Comme pour tant d’hommes d’État, la plus grande faiblesse d’Erekat a également informé sa plus grande force. Il était optimiste même après l’échec en août 2000 des pourparlers de Camp David, rencontrant ce journaliste dans sa somptueuse demeure de sa bien-aimée Jéricho. Il a déclaré que l’accord d’Israël dans ces pourparlers pour discuter des frontières du statut final, des échanges de terres et du partage de Jérusalem avait changé la donne.

« Je ne pense pas que nos négociations seront jamais les mêmes après Camp David », a déclaré Erekat à l’époque, envisageant un retour aux pourparlers dans quelques semaines et un accord avant que la présidence Clinton ne soit conclue.

Il avait raison, même si son optimisme était déplacé, du moins dans les événements qui suivirent immédiatement : les négociations échouèrent en quelques mois avec le lancement de la Seconde Intifada. Ses années de carnage, y compris les massacres de civils israéliens, ont semé une profonde méfiance. Mais Erekat, intrépide, était de retour en 2007, lors des pourparlers d’Annapolis, en 2013, lors des pourparlers négociés par l’administration Obama et en 2017 lors des pourparlers Trump.

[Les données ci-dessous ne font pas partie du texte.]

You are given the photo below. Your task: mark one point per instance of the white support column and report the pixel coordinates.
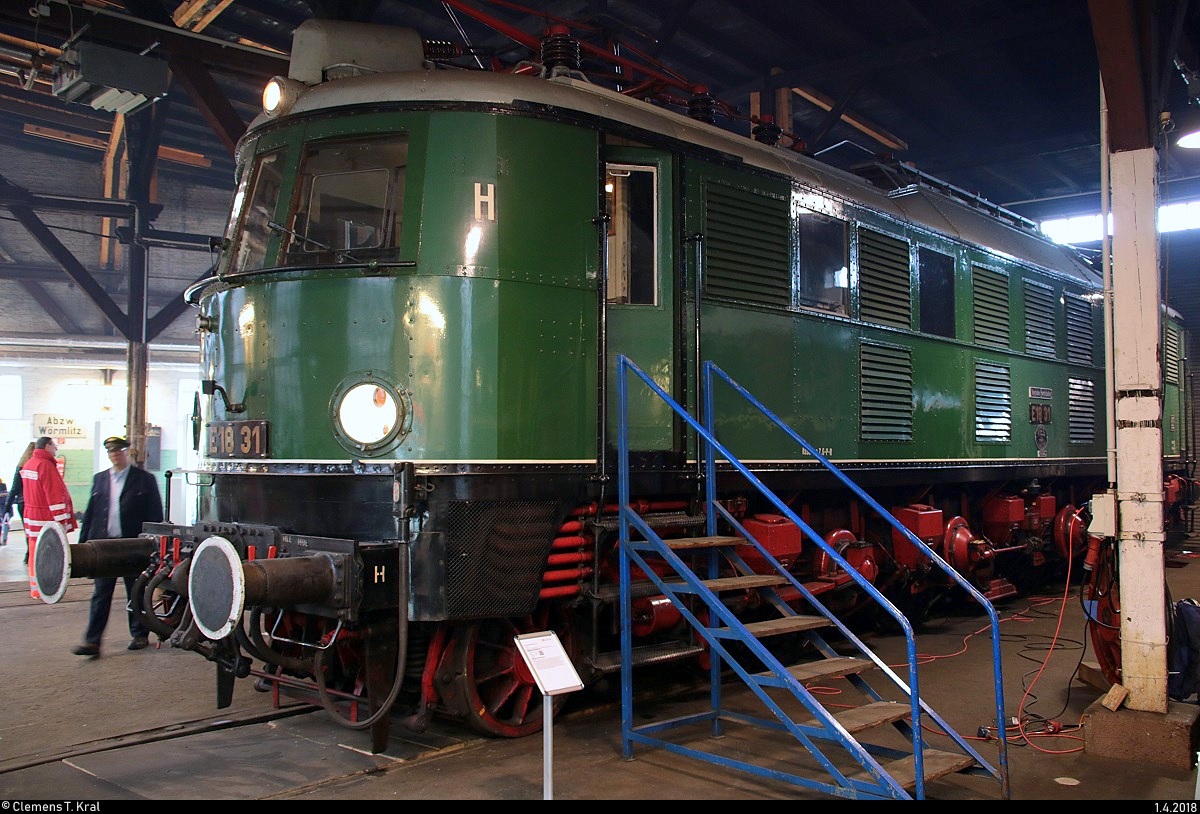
(1138, 378)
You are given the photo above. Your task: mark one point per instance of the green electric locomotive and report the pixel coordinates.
(409, 414)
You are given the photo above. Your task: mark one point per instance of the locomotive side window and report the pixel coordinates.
(935, 277)
(633, 234)
(255, 204)
(349, 199)
(823, 263)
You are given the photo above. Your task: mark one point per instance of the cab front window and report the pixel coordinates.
(349, 201)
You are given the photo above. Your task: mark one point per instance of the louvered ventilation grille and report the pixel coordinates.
(747, 246)
(1081, 411)
(1171, 357)
(886, 403)
(991, 307)
(1038, 319)
(1080, 336)
(994, 402)
(885, 293)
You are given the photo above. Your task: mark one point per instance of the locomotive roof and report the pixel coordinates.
(955, 216)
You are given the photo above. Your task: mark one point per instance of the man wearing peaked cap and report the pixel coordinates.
(123, 497)
(115, 442)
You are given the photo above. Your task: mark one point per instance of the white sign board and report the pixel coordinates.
(547, 660)
(61, 428)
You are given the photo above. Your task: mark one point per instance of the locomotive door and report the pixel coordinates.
(641, 292)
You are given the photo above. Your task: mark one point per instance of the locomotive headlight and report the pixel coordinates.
(370, 414)
(280, 95)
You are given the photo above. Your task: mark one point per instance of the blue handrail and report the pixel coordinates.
(707, 434)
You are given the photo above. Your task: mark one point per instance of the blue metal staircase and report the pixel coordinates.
(821, 747)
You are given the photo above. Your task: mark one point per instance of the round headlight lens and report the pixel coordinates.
(369, 413)
(280, 95)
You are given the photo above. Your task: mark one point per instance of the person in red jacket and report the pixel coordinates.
(47, 500)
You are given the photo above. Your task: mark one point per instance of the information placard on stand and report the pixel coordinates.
(555, 674)
(547, 660)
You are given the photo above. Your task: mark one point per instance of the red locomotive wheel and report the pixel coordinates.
(1069, 534)
(1105, 632)
(492, 689)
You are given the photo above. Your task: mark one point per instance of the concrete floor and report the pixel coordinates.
(81, 729)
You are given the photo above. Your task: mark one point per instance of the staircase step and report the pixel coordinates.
(834, 668)
(873, 714)
(937, 764)
(780, 626)
(736, 582)
(688, 543)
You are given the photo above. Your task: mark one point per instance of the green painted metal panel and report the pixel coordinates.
(646, 333)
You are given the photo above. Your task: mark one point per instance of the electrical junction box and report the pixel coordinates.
(1104, 515)
(109, 78)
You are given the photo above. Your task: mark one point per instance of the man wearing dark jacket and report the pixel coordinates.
(123, 497)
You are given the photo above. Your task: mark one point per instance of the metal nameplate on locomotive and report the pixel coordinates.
(246, 438)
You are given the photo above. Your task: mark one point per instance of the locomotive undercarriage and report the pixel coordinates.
(421, 616)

Dans son discours au Palestine Center en 2005, il a expliqué son raisonnement à Ori Nir, le journaliste israélien avec qui il avait pleuré 10 ans plus tôt en apprenant l’assassinat de Rabin. Nir lui a demandé pourquoi il était pressé de parvenir à un accord de paix. Erekat a dit qu’il pensait à son enfant et aux enfants de Nir.

« C’est soit deux gagnants, soit deux perdants », a déclaré Erekat à propos du conflit. «Et deux perdants, nous avons traversé le conflit et la mentalité, donc la ruée. Je crois que nous devons à nos peuples de dire que le temps presse. Et sauver une seule vie en vaut la peine. Ce n’est pas de la poésie. C’est mon fils.